Originally created 05/17/98

Crafters relish road existence



The first inkling of daylight was still hours off when John McMurray weaved his way through the portable neighborhood of recreational vehicles, trailers and trucks.

It's one of 22 camper cities Mr. McMurray and his wife, Lee, will live in this year as they traverse the country selling their handcrafted silver jewelry off folding tables at crafts fairs and festivals.

The McMurrays are part of a band of vagabonds whose income, friendships and future are tied to this roaming existence in places like Canton, Miss., and Scottsdale, Ariz.

Nobody knows for sure how many people work the craft circuit full time, because no license is needed and there is little regulation, said Janice Hunt of Carolina Shows, an organizer of crafts shows in the South. The American Crafters Association estimates the number is in the thousands.

"It's a culture all of its own. You have to live it ... to truly appreciate it," said Mrs. McMurray, 63.

The McMurrays, who spend only about two months a year at their home in Jackson, Ga., arrived the day before Augusta's annual Springtime Made in the South show to scout their location -- a corner booth in the center of the show -- and set up their see-through plastic displays on folding tables.

Mr. McMurray parked their trailer, a 33-footer with all the comforts of home, in a sea of trailers arranged neatly into rows. Many of the residents had already set up their satellite dishes, folding chairs and portable awnings.

By early evening, couples were strolling through the neighborhood, looking for friends.

Early the next morning, the McMurrays went to work putting their handmade jewelry into cases, arranging and rearranging until they were satisfied with the effect. Their workdays during a show are 12 hours long.

Mr. McMurray, 67, stopped to greet old friends as he pushed a cart filled with his jewelry.

"Gotta earn my keep," Mr. McMurray said to one man, who nodded in agreement.

The McMurrays, married 47 years, punched the clock at 9-to-5 jobs most of their adult lives. Mrs. McMurray was a teacher, her husband a salesman for an oil company.

Weekends and vacations were dedicated to seeing the country with their children in a travel trailer. To liven up the trips, they started rock-hunting. Their first jewelry-making was a family project using the rocks they found. It was a way to spend time with their children, Mrs. McMurray said.

When they retired, they decided to try to make a go of it on the fair circuit.

Crafts fair vagabonds must compete with each other to be able to show their wares. The McMurrays had to send an application and pictures of their jewelry to the Augusta show's organizers before they were accepted.

In 10 years on the circuit, the couple has been through three trailers, each bigger than the one before.

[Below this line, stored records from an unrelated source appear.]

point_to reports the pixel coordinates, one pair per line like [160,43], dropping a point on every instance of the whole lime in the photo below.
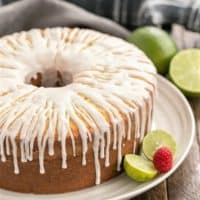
[156,44]
[185,71]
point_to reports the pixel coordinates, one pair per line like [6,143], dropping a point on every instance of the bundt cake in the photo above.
[72,103]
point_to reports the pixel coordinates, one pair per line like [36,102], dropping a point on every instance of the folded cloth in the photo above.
[27,14]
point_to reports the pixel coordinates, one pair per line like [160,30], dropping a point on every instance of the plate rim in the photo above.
[182,158]
[159,179]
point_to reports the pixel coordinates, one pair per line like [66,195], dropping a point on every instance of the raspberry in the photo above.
[163,159]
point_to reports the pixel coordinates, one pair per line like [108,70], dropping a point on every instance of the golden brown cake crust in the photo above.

They've spent Thanksgiving under a tarp, eating turkey on a folding picnic table with fellow artisans. Most winters they're in Arizona, and most summers they're in the Southeast.

It's an endless journey that's never boring, they say.

During a recent fair in Harrisburg, Pa., the McMurrays were nearly flooded out of their trailer by heavy rains that came in the middle of the night. The water rose to the door of their camper before it started to recede.

"You know when you live like this that sometimes ... things like that happen. If you know it's going to happen, you can just drive to safety. This time, we were caught off guard," Mrs. McMurray said.

The bad weather kept people away from the show, so the McMurrays packed up their trailer and headed for Raleigh, N.C., for a few days of rest.